Beethoven’s violin concerto in D Major (1806) is among the very finest examples in the genre in terms of European classical music. It is remarkable for the depth of its content together with the majestic simplicity of its themes, its poignant and sincere lyricism, its noble restraint of emotions and true aristocratism. The latter emerges in a reluctance to indulge the tastes of the public, which according to the established tradition was expecting a demonstration of virtuoso standards with the concerto, both from the soloist and from his instrument. Apropos, again, as in his piano concerti, the composer here strives towards the symphonic form. With Beethoven, “virtuosity always remains the servant to inspiration” (Edouard Herriot).
At the premiere, performed by renowned virtuoso Franz Clement in Vienna on 23 December 1806, the Concerto proved a failure with the public. One year later, Clement resolved on a repeat performance of just the first movement of the Concerto, and once again failed to find a common language with the Viennese. Surprisingly, Beethoven’s masterpiece was never again performed during his lifetime.
At the advice of Muzio Clementi (a composer and brilliant pianist), a disappointed Beethoven rearranged the violin part for piano in 1807 and even wrote piano cadenzas for the first movement and for the finale. Sadly, this version, too, Beethoven was not destined to hear; it has been performed on very rare occasions in the course of the subsequent two centuries. On the other hand, Beethoven’s original score, published only in 1861 (during the composer’s lifetime only the solo and the orchestral parts were printed), has since won acclaim throughout the world.
Iosif Raiskin

Anton Bruckner began his Sixth Symphony in August or September 1879, and he completed it on 3 September 1881. He gave a copy of the score with a dedication to his namesake Anton van Ölzelt-Newin and his wife – Viennese landlords who, admiring the composer’s music, presented him with a flat on highly favourable terms.

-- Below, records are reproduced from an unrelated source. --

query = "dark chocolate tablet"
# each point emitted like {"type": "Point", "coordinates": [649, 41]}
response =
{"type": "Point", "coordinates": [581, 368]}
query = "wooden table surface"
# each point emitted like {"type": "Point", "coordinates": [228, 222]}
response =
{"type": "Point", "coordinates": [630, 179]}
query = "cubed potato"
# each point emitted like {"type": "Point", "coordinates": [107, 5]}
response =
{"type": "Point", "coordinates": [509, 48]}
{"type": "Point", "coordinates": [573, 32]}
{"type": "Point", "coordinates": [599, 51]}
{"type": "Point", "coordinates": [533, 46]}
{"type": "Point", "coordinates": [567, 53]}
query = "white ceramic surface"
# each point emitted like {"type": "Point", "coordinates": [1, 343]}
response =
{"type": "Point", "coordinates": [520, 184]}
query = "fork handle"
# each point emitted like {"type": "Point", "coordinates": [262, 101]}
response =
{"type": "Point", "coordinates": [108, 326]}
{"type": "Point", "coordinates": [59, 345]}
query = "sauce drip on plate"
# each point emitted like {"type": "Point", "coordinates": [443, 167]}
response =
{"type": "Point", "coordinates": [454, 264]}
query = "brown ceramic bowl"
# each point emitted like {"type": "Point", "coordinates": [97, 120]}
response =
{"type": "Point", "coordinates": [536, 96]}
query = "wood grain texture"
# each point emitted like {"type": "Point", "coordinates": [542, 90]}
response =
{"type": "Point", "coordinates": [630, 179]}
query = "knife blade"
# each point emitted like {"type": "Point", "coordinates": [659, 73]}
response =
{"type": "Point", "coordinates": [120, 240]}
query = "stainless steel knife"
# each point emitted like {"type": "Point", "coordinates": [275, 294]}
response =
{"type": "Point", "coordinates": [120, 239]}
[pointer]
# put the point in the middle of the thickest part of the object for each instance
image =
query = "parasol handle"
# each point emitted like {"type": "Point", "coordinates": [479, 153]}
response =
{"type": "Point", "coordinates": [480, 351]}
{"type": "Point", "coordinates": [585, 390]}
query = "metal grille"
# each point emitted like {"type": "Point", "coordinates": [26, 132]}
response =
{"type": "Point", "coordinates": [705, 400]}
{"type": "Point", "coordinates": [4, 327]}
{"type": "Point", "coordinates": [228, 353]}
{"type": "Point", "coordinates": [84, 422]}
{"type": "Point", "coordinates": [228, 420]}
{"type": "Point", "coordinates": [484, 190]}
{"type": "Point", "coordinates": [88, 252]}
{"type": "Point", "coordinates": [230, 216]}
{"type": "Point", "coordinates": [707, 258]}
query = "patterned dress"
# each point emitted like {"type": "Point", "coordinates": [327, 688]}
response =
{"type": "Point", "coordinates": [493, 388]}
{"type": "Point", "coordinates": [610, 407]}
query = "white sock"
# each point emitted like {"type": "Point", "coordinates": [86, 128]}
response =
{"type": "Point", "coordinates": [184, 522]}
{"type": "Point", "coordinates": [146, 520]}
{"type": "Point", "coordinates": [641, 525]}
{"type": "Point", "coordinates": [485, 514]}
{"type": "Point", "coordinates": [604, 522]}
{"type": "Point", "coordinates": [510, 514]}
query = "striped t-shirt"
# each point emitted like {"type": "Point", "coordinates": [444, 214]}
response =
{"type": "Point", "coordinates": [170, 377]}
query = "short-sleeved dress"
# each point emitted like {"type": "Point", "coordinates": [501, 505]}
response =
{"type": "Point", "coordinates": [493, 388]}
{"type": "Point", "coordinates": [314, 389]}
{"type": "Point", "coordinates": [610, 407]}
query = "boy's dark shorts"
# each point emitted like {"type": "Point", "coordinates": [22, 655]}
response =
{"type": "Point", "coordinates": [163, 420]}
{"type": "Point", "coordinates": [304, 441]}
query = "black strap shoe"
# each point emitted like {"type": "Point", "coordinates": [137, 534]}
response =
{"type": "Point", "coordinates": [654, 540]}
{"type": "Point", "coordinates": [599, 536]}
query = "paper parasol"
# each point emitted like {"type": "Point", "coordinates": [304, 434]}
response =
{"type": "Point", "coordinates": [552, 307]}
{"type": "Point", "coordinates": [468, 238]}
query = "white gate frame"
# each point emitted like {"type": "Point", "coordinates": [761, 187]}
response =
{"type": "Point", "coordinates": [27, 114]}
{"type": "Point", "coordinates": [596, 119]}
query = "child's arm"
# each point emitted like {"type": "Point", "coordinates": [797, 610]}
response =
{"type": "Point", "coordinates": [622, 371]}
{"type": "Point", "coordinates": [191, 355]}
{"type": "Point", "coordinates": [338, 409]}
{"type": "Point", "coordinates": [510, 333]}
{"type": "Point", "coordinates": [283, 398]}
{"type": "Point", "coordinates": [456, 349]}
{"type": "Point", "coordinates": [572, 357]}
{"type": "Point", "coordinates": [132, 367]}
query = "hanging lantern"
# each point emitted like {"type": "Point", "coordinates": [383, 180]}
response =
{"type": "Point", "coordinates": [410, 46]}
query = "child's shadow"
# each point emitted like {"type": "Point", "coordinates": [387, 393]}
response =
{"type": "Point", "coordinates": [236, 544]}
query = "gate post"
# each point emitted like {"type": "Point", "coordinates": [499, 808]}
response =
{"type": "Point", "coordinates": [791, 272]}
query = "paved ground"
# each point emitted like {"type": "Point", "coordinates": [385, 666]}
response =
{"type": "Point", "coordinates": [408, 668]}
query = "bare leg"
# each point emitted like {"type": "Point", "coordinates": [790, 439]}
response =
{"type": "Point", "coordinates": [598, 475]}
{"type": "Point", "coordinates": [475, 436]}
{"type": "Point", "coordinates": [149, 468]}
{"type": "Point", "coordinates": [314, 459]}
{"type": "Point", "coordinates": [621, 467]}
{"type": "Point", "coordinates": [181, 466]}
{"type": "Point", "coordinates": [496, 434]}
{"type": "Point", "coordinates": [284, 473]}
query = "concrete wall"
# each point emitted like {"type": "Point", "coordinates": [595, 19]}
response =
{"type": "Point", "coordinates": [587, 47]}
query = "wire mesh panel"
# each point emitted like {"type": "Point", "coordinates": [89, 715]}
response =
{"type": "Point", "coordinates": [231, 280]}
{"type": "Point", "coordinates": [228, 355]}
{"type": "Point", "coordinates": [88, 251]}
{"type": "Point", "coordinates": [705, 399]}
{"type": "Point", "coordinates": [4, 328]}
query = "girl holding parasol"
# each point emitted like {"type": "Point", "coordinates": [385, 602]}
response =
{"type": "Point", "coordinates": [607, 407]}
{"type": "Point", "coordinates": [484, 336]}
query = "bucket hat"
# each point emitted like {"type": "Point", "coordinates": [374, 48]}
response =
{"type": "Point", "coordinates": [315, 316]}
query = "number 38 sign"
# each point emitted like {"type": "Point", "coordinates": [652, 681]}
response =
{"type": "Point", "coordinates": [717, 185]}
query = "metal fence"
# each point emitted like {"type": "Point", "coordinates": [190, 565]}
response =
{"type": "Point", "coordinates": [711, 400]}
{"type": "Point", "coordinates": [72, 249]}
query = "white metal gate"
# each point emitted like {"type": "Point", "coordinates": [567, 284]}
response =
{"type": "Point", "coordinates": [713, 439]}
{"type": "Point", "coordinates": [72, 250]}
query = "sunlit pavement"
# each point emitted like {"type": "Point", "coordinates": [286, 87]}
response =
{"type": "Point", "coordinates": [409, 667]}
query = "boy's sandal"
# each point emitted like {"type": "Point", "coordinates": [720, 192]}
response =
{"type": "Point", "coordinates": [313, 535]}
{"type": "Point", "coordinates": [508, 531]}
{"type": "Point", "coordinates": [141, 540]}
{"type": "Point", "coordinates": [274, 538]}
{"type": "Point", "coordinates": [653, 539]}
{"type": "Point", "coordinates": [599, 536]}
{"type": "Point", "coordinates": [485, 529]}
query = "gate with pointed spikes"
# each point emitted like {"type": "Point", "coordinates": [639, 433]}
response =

Bruckner had improvised one of the themes of the Sixth Symphony when still young in his position as organist at St Florian’s Priory. The start of the first movement is somewhat reminiscent of the start of the Vivace in another symphony in A Major – Beethoven’s Seventh. Formally, the first movement was composed by Bruckner in four-beat measure, but the three-beat rhythms constantly compete for supremacy: at times following the example of Beethoven’s aforementioned symphony, at others after memories of his own March for Wind Orchestra (1865) in which one may observe the same situation. The trumpets and trombones appear in the Sixth with so much force that the four French horns next to them are often lost (in the Seventh Symphony there are eight French horns).
Bruckner never heard either the grandiose first movement or the hazy finale in minor key of his Sixth Symphony before he died. Only the Adagio and Scherzo were performed by the Wiener Philharmoniker on 11 February 1883.